Contact: Brenon Daly
For all of the attention paid to the financial and strategic aspects of M&A, it certainly pays to remember that, at their core, acquisitions are fundamentally legal processes. The terms and conditions of any acquisition effectively codify all of the other points that come up over the weeks or even months of negotiating a deal. Pricing, timing, governance, executive responsibilities – all of those key M&A considerations, along with dozens of other smaller-but-still-thorny concerns, are ultimately spelled out in a legally binding agreement.
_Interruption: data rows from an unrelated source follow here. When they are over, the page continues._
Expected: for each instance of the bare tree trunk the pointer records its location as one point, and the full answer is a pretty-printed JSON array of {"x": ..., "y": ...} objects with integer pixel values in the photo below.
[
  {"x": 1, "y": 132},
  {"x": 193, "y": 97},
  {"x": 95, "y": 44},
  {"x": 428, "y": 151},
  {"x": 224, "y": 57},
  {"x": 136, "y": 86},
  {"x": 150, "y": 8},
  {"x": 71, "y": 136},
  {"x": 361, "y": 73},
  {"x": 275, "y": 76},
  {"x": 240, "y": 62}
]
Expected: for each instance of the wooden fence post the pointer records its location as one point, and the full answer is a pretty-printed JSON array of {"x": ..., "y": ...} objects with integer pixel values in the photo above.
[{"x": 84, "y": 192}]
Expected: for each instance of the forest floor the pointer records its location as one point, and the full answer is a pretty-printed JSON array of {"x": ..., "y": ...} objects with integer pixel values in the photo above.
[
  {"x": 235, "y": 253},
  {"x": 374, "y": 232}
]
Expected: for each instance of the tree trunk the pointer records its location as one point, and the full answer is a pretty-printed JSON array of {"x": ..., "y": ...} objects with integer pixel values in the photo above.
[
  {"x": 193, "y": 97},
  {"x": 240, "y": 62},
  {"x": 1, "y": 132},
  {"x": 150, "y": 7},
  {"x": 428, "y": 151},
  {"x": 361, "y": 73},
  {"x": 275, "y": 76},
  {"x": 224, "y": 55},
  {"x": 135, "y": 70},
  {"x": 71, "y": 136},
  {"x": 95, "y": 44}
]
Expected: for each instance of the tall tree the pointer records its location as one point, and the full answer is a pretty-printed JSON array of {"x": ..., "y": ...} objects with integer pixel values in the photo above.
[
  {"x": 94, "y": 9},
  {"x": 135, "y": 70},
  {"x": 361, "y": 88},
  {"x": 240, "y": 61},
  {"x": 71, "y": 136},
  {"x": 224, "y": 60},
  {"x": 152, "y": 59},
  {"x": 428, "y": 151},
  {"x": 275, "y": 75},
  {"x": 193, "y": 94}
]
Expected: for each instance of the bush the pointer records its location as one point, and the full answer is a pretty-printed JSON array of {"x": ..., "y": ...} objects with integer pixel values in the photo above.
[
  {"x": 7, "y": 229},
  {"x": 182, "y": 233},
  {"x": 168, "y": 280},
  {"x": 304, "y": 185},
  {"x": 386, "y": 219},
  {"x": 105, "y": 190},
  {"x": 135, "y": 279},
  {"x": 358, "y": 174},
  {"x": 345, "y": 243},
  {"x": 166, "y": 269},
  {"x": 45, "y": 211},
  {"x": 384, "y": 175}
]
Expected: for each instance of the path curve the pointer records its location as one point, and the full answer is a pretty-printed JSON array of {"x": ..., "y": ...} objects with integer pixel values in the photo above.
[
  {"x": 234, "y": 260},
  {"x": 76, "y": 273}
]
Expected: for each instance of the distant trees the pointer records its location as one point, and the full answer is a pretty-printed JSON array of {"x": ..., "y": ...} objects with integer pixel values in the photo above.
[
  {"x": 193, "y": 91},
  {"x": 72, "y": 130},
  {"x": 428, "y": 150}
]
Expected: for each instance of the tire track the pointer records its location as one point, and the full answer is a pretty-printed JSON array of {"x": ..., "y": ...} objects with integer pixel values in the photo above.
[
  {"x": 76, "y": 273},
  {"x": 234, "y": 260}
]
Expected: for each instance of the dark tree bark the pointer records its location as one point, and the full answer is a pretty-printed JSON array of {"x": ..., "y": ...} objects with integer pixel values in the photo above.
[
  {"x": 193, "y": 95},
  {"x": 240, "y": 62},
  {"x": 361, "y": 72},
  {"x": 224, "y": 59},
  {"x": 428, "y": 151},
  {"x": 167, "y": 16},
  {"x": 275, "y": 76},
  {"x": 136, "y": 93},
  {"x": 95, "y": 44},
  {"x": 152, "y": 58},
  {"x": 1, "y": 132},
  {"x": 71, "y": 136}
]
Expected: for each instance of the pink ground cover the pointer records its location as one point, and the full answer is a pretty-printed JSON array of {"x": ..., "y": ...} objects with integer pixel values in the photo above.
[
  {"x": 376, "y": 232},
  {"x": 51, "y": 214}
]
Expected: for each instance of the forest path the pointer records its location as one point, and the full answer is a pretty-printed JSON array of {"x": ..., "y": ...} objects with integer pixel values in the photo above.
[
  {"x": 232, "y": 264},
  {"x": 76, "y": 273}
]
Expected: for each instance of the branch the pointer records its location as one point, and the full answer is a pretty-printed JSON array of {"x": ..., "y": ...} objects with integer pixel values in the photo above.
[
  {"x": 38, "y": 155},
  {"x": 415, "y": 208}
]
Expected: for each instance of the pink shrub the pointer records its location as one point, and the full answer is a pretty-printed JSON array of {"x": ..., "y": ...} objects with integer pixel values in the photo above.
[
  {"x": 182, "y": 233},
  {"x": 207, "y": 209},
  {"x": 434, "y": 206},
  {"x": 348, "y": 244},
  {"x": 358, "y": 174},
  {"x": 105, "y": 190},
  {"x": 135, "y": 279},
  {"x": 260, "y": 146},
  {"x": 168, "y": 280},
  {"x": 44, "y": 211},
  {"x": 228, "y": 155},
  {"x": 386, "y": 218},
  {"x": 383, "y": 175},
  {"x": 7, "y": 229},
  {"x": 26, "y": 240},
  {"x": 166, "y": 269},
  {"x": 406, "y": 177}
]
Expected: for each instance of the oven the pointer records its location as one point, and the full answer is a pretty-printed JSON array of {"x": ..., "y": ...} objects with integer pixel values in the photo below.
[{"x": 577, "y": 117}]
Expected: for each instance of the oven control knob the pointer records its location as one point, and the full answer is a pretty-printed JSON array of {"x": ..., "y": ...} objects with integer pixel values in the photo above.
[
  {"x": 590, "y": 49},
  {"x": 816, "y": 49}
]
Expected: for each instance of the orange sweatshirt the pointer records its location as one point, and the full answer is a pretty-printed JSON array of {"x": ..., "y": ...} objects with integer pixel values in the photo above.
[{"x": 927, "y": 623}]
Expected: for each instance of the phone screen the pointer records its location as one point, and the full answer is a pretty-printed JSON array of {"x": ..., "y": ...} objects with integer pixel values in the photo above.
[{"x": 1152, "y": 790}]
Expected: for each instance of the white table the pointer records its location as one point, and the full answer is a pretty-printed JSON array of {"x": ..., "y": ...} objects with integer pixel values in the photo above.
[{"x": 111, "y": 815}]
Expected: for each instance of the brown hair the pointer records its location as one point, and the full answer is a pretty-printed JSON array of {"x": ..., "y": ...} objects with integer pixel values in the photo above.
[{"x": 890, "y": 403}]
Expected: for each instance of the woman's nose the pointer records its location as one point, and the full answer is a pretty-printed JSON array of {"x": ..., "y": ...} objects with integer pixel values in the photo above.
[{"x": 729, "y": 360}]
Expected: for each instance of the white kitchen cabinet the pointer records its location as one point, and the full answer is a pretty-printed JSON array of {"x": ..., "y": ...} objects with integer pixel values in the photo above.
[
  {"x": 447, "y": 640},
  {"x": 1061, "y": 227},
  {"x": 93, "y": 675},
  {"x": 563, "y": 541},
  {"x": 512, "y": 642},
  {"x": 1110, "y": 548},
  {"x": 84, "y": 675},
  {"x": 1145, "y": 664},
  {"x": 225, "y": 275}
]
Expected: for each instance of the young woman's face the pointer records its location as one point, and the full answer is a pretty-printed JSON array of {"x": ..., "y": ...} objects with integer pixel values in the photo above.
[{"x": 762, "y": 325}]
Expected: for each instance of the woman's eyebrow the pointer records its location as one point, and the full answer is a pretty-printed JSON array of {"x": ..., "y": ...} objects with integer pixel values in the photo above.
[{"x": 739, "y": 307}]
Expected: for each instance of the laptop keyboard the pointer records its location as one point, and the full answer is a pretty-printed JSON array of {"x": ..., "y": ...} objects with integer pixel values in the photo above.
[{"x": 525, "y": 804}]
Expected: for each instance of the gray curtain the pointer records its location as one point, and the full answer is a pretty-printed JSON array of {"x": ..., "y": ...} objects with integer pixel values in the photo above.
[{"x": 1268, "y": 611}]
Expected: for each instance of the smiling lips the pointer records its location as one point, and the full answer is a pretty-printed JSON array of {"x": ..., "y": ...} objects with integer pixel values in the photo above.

Most of the final provisions of any deal surface during the earlier due-diligence period, which, depending on your particular view of law, can be a process to either help optimize the outcome of the combination or simply lessen the chances that you’ll get screwed in the transaction. Given the direct influence that due diligence has in shaping the ultimate acquisition agreement, it’s worth noting what the two sides are paying attention to when they strike a deal.
One key area of M&A-related examinations that’s getting an increasingly sharper focus is information security. A survey last October of 150 senior members of the tech M&A community, including a number of lawyers, revealed that not a single respondent reduced the amount of due diligence they did on a target company’s cybersecurity practices last year. Further, in the most recent edition of the M&A Leaders’ Survey from 451 Research and law firm Morrison & Foerster, fully eight out of 10 (82%) respondents said the level of scrutiny actually increased over the course of 2016, with the remaining 18% saying it held steady.
Obviously, as has come out in Verizon’s ongoing attempt to purchase Yahoo’s operating business, cybersecurity considerations can have a dramatic impact on a deal. The acquisition will now drag on a few months longer and the price will be lowered by $350m, or 7%, because of the massive data breaches that Yahoo revealed after the late-July announcement. As Verizon moves ahead with its plan to acquire the faded purple website, the transaction is nonetheless a reminder that cybersecurity concerns in M&A need to figure into boardroom discussions, not just courtroom disputations.